Polymer materials are often used in a number of important practical applications such as food packaging, protective coatings, and selective barriers for the separation of gases because of their good barrier properties. Plastics are the preferred choice over glass and metal due to their durability, flexibility, low weight and low price. The polymeric packaging material must serve as an effective barrier to gaseous molecules since gases can diffuse through the material and permeate into the system.
The Challenge
Improvements in the performance of plastic materials require a better knowledge of the factors governing the transport properties of the gaseous molecules through polymer membranes. At the molecular level, the complete understanding of the transport mechanism is still far from satisfactory. Virtual screening methods based on quantitative structure-property relationship (QSPR) analysis can be employed. Such techniques establish correlations between the structure and physical, chemical, biological, or environmental properties of the compounds combining statistical modeling with chemical information using the so-called descriptors, e.g., molecular weight, number of functional groups or atom types, electronegativity, and many more. The developed QSPR models enable the prediction of compounds with low diffusivity without costly and time-consuming experiments. A prerequisite, however, is the availability of a sufficiently large consistent data set that can be used to train and validate the QSPR model.
The Work
In the present case study, QSPR analysis was carried out for establishing a relationship between a data set of 23 synthetic polymers with known CO2 diffusion coefficients at ambient conditions (25 °C and 1 atm) and their structural properties. The calculations were performed using the alvaDesc plugin within the MAPS platform.
The Results
The training set used for the model development consisted of 23 synthetic polymers. The dependent variable is log D, where D is the measured diffusion coefficient of CO2 through each of the polymer matrices at ambient conditions. The final QSPR model was selected based on the significant values of different statistical parameters: high determination coefficient (R2=0.88), small RMSE (0.403), and a small number of descriptors to avoid overfitting of the model, which would restrict its predictability.

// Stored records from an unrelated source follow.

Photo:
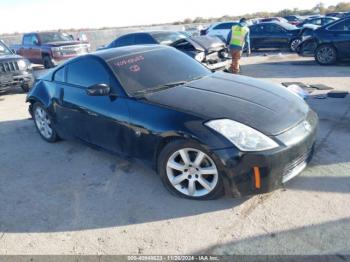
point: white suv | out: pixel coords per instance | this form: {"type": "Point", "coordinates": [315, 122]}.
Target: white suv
{"type": "Point", "coordinates": [221, 29]}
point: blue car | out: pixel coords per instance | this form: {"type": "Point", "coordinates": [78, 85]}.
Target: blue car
{"type": "Point", "coordinates": [329, 43]}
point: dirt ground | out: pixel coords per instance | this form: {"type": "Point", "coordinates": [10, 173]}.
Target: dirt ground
{"type": "Point", "coordinates": [66, 198]}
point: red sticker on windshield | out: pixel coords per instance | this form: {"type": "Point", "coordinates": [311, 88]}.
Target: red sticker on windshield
{"type": "Point", "coordinates": [128, 61]}
{"type": "Point", "coordinates": [134, 68]}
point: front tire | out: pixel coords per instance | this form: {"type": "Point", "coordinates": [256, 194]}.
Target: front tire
{"type": "Point", "coordinates": [326, 55]}
{"type": "Point", "coordinates": [43, 123]}
{"type": "Point", "coordinates": [189, 171]}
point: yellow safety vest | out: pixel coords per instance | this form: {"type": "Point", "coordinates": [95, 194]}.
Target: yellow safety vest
{"type": "Point", "coordinates": [238, 35]}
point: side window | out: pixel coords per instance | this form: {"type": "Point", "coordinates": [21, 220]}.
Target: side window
{"type": "Point", "coordinates": [342, 26]}
{"type": "Point", "coordinates": [328, 20]}
{"type": "Point", "coordinates": [34, 40]}
{"type": "Point", "coordinates": [256, 29]}
{"type": "Point", "coordinates": [124, 41]}
{"type": "Point", "coordinates": [86, 72]}
{"type": "Point", "coordinates": [273, 29]}
{"type": "Point", "coordinates": [27, 39]}
{"type": "Point", "coordinates": [59, 75]}
{"type": "Point", "coordinates": [223, 26]}
{"type": "Point", "coordinates": [143, 39]}
{"type": "Point", "coordinates": [316, 21]}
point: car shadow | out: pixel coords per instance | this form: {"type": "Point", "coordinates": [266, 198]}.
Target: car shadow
{"type": "Point", "coordinates": [329, 239]}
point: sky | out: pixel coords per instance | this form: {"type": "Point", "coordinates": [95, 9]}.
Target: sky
{"type": "Point", "coordinates": [37, 15]}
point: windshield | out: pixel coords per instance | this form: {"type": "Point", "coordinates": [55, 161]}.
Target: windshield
{"type": "Point", "coordinates": [288, 26]}
{"type": "Point", "coordinates": [54, 37]}
{"type": "Point", "coordinates": [167, 38]}
{"type": "Point", "coordinates": [156, 69]}
{"type": "Point", "coordinates": [4, 50]}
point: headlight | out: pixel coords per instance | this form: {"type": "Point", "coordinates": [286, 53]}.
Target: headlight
{"type": "Point", "coordinates": [243, 137]}
{"type": "Point", "coordinates": [200, 57]}
{"type": "Point", "coordinates": [22, 65]}
{"type": "Point", "coordinates": [55, 49]}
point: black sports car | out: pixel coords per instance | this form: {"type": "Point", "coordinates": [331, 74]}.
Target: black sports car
{"type": "Point", "coordinates": [204, 133]}
{"type": "Point", "coordinates": [210, 51]}
{"type": "Point", "coordinates": [274, 35]}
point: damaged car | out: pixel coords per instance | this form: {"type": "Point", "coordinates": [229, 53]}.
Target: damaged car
{"type": "Point", "coordinates": [205, 133]}
{"type": "Point", "coordinates": [14, 70]}
{"type": "Point", "coordinates": [210, 51]}
{"type": "Point", "coordinates": [328, 44]}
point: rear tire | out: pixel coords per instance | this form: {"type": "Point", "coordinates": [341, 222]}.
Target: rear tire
{"type": "Point", "coordinates": [25, 88]}
{"type": "Point", "coordinates": [326, 55]}
{"type": "Point", "coordinates": [47, 61]}
{"type": "Point", "coordinates": [190, 171]}
{"type": "Point", "coordinates": [43, 123]}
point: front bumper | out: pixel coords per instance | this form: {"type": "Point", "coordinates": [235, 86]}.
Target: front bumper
{"type": "Point", "coordinates": [276, 167]}
{"type": "Point", "coordinates": [12, 80]}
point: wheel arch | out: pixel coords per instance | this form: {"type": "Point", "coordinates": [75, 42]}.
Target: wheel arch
{"type": "Point", "coordinates": [227, 182]}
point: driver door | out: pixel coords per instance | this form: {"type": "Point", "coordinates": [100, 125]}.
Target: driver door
{"type": "Point", "coordinates": [98, 120]}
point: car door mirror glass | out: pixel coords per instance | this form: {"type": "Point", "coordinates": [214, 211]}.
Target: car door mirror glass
{"type": "Point", "coordinates": [99, 90]}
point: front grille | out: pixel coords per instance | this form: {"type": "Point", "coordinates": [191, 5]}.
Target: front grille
{"type": "Point", "coordinates": [8, 67]}
{"type": "Point", "coordinates": [74, 49]}
{"type": "Point", "coordinates": [296, 163]}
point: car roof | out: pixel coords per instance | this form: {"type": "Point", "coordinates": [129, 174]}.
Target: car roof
{"type": "Point", "coordinates": [224, 22]}
{"type": "Point", "coordinates": [149, 32]}
{"type": "Point", "coordinates": [107, 54]}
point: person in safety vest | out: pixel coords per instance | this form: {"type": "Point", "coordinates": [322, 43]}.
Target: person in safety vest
{"type": "Point", "coordinates": [237, 39]}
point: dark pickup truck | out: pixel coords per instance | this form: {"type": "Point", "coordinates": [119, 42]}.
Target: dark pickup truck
{"type": "Point", "coordinates": [14, 70]}
{"type": "Point", "coordinates": [50, 48]}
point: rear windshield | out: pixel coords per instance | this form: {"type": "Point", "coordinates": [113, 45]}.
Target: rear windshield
{"type": "Point", "coordinates": [155, 68]}
{"type": "Point", "coordinates": [4, 50]}
{"type": "Point", "coordinates": [54, 37]}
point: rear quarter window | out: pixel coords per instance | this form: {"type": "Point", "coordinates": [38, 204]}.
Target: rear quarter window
{"type": "Point", "coordinates": [59, 75]}
{"type": "Point", "coordinates": [86, 72]}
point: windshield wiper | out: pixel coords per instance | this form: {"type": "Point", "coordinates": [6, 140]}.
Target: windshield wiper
{"type": "Point", "coordinates": [159, 88]}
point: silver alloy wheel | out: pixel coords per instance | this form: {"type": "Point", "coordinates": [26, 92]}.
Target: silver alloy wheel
{"type": "Point", "coordinates": [325, 55]}
{"type": "Point", "coordinates": [43, 122]}
{"type": "Point", "coordinates": [294, 45]}
{"type": "Point", "coordinates": [192, 172]}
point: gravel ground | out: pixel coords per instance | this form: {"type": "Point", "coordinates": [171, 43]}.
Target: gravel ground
{"type": "Point", "coordinates": [66, 198]}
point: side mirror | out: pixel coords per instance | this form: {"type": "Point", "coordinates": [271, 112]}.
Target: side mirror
{"type": "Point", "coordinates": [98, 90]}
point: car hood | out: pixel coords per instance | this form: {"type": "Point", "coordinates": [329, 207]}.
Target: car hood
{"type": "Point", "coordinates": [269, 108]}
{"type": "Point", "coordinates": [63, 43]}
{"type": "Point", "coordinates": [5, 58]}
{"type": "Point", "coordinates": [206, 43]}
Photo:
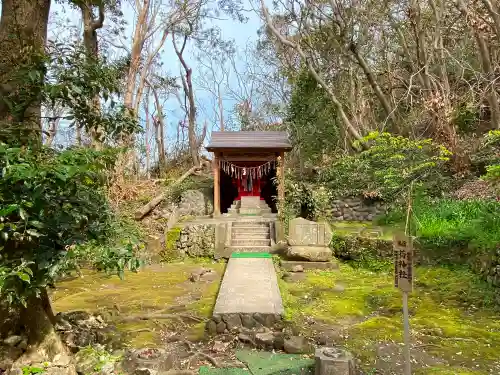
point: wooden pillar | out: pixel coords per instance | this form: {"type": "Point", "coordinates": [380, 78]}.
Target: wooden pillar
{"type": "Point", "coordinates": [280, 229]}
{"type": "Point", "coordinates": [281, 182]}
{"type": "Point", "coordinates": [216, 184]}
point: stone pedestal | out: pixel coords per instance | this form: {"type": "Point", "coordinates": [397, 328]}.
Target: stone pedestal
{"type": "Point", "coordinates": [334, 361]}
{"type": "Point", "coordinates": [309, 240]}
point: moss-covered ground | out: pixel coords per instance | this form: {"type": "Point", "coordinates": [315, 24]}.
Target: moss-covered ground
{"type": "Point", "coordinates": [157, 289]}
{"type": "Point", "coordinates": [455, 326]}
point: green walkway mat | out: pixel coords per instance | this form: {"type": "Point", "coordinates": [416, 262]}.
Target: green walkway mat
{"type": "Point", "coordinates": [266, 363]}
{"type": "Point", "coordinates": [251, 255]}
{"type": "Point", "coordinates": [223, 371]}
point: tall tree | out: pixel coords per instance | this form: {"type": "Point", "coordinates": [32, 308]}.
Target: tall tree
{"type": "Point", "coordinates": [23, 35]}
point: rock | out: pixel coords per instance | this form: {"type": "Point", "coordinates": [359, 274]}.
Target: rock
{"type": "Point", "coordinates": [69, 370]}
{"type": "Point", "coordinates": [203, 274]}
{"type": "Point", "coordinates": [23, 345]}
{"type": "Point", "coordinates": [145, 371]}
{"type": "Point", "coordinates": [211, 327]}
{"type": "Point", "coordinates": [297, 345]}
{"type": "Point", "coordinates": [304, 232]}
{"type": "Point", "coordinates": [107, 369]}
{"type": "Point", "coordinates": [294, 277]}
{"type": "Point", "coordinates": [232, 321]}
{"type": "Point", "coordinates": [279, 341]}
{"type": "Point", "coordinates": [267, 320]}
{"type": "Point", "coordinates": [8, 355]}
{"type": "Point", "coordinates": [245, 338]}
{"type": "Point", "coordinates": [334, 361]}
{"type": "Point", "coordinates": [13, 340]}
{"type": "Point", "coordinates": [61, 360]}
{"type": "Point", "coordinates": [248, 321]}
{"type": "Point", "coordinates": [209, 276]}
{"type": "Point", "coordinates": [312, 253]}
{"type": "Point", "coordinates": [220, 346]}
{"type": "Point", "coordinates": [338, 288]}
{"type": "Point", "coordinates": [151, 358]}
{"type": "Point", "coordinates": [221, 327]}
{"type": "Point", "coordinates": [62, 325]}
{"type": "Point", "coordinates": [298, 268]}
{"type": "Point", "coordinates": [264, 340]}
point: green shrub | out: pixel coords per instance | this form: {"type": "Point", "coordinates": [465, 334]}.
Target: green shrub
{"type": "Point", "coordinates": [51, 203]}
{"type": "Point", "coordinates": [371, 253]}
{"type": "Point", "coordinates": [387, 167]}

Figure shows the experimental vs. calculated values of (-log D) for all the compounds in the training set. Four descriptors from the families: ETA indices, Information indices, and Edge adjacency indices, were found to be the most important for correlating the CO2 diffusion data. These descriptors are related to the electrotopological state, the hydrogen bonding propensity, and the dipole moment. Due to the limited size of the training set, the leave-one-out validation method was used. This set of descriptors was able to capture satisfactorily the changes in the property values with variation in the monomer structure of the polymers.
QSPR modeling can efficiently support and guide experimental research by creating digital twins of target compounds, predict their properties, and identify the most promising candidates, which can drastically reduce the development time and cost.